Things start to get a bit surreal when the form asks about personal protective equipment. There is a whole section including questions on steel capped boots and ear defenders. It is tempting to request both when dealing with the Higher Beings. I’m sure Big Bad Boss in a rant can reach above 85 decibels. I rather like the section on thermal comfort too, because it suggests the company should provide protective clothing when employees are required to work in extreme temperatures. The air-con here is fierce, I can tell you, so make mine a cashmere.

Driving conditions

There is a section on hazardous driving conditions, and while this certainly applies to anyone crazy enough to commute here by car, I don’t think that’s what they mean as the form goes on to talk about forklift trucks, lifting equipment, and ‘shunters’, whatever those are.
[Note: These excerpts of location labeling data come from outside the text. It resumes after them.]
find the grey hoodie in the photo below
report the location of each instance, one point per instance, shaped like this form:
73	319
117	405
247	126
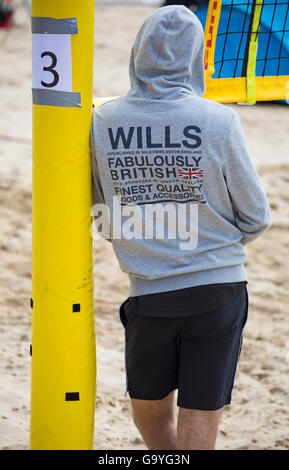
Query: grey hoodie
164	144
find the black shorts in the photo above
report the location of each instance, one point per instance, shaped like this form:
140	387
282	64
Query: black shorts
197	355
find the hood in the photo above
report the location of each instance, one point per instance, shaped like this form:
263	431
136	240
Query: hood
167	58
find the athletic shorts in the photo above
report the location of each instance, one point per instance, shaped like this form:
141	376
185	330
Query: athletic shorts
198	355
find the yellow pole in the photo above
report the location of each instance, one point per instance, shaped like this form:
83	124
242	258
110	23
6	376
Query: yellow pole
63	337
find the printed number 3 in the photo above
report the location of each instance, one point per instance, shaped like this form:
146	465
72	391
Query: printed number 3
50	69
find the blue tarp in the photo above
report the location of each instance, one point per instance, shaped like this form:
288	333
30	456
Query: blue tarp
273	40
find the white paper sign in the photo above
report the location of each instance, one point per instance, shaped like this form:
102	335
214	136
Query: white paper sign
51	62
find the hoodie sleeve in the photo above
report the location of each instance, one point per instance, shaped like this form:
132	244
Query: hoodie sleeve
249	201
97	191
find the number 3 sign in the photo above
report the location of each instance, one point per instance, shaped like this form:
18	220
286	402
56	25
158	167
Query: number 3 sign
51	61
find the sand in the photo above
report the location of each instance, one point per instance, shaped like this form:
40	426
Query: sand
259	415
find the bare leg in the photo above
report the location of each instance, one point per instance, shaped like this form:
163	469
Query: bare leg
155	422
197	429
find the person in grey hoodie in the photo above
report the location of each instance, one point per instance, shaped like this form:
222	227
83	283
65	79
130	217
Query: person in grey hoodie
182	199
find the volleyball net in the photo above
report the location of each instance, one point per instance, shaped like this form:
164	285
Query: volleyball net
246	50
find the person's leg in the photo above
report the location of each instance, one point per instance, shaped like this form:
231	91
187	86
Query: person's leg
156	422
197	429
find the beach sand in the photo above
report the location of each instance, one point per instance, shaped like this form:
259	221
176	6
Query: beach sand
259	415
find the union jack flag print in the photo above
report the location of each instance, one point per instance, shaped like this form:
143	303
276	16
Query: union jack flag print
198	173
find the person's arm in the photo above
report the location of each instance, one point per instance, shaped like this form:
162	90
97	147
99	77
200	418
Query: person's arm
249	201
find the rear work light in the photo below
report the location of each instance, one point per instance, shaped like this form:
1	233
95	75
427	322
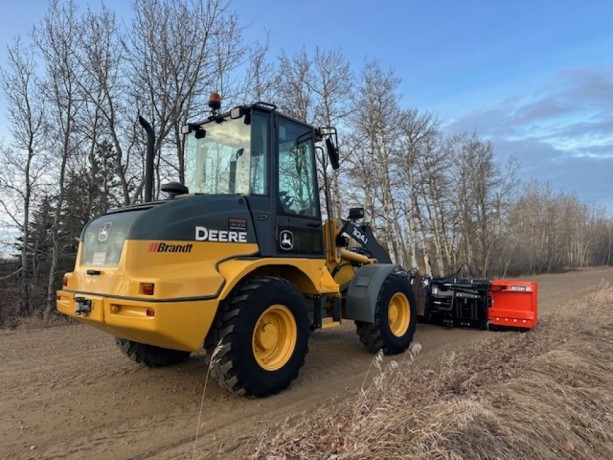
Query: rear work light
147	288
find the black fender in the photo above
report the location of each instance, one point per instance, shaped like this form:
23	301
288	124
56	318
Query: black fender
363	291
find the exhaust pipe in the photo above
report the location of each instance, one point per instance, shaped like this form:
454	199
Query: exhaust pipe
149	158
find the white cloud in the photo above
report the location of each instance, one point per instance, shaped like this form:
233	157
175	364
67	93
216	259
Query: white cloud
562	133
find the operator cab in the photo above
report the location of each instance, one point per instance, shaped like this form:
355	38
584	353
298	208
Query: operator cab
269	160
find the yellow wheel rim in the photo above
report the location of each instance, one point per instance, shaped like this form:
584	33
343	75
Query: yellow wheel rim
274	337
399	314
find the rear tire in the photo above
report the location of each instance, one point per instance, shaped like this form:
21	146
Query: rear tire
264	329
395	318
150	355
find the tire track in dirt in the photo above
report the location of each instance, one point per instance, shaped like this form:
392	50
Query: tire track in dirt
68	392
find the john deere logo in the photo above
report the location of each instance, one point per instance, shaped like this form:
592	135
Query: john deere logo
104	232
286	240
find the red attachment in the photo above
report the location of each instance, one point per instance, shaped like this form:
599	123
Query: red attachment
514	303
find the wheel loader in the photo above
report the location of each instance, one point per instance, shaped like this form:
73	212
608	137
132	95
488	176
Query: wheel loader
237	258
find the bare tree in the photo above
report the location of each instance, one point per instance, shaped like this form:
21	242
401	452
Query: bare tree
376	114
175	54
24	166
56	40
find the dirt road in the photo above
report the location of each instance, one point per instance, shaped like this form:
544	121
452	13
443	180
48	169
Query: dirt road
68	392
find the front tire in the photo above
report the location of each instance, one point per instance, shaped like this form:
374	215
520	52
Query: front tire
395	318
150	355
264	329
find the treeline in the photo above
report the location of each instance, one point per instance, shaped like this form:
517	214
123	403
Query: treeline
75	84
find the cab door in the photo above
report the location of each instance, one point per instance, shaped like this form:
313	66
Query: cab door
298	229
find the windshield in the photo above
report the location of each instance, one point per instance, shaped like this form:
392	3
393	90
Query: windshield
227	160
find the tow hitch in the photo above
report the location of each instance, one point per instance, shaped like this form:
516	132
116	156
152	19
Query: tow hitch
84	306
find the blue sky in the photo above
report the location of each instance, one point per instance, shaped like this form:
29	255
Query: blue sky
534	77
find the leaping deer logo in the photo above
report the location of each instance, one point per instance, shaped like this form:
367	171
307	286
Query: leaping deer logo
287	240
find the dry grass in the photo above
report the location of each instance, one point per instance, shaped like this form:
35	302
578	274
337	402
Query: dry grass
543	394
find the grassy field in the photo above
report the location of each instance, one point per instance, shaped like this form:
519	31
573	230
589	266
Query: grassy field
545	394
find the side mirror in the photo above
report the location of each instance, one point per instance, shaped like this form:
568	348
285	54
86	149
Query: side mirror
332	153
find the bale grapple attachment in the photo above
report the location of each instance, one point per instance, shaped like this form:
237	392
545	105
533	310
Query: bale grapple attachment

I tick ‘not applicable’ rather angrily. This is seriously wasting my time.

It is clear that Ben has not tailored the form for our business and has merely printed off a standard template. Shoddy work I’d say. Perhaps I should retrain as a health and safety consultant. You get paid for getting other people to do your work for you. Rather like my colleague Lazy Susan, who saunters back from a three-hour lunch just as I am finishing the assessment. Grr.

It isn’t long before we are all sent a link to an online display screen assessment. A couple of weeks later, I am thrilled to come in to find someone (Ben?) has replaced my chair with a whizzy adjustable one. Although I am still not convinced my job is safe, I can at least rest assured that I am all healthy and safe in my seat.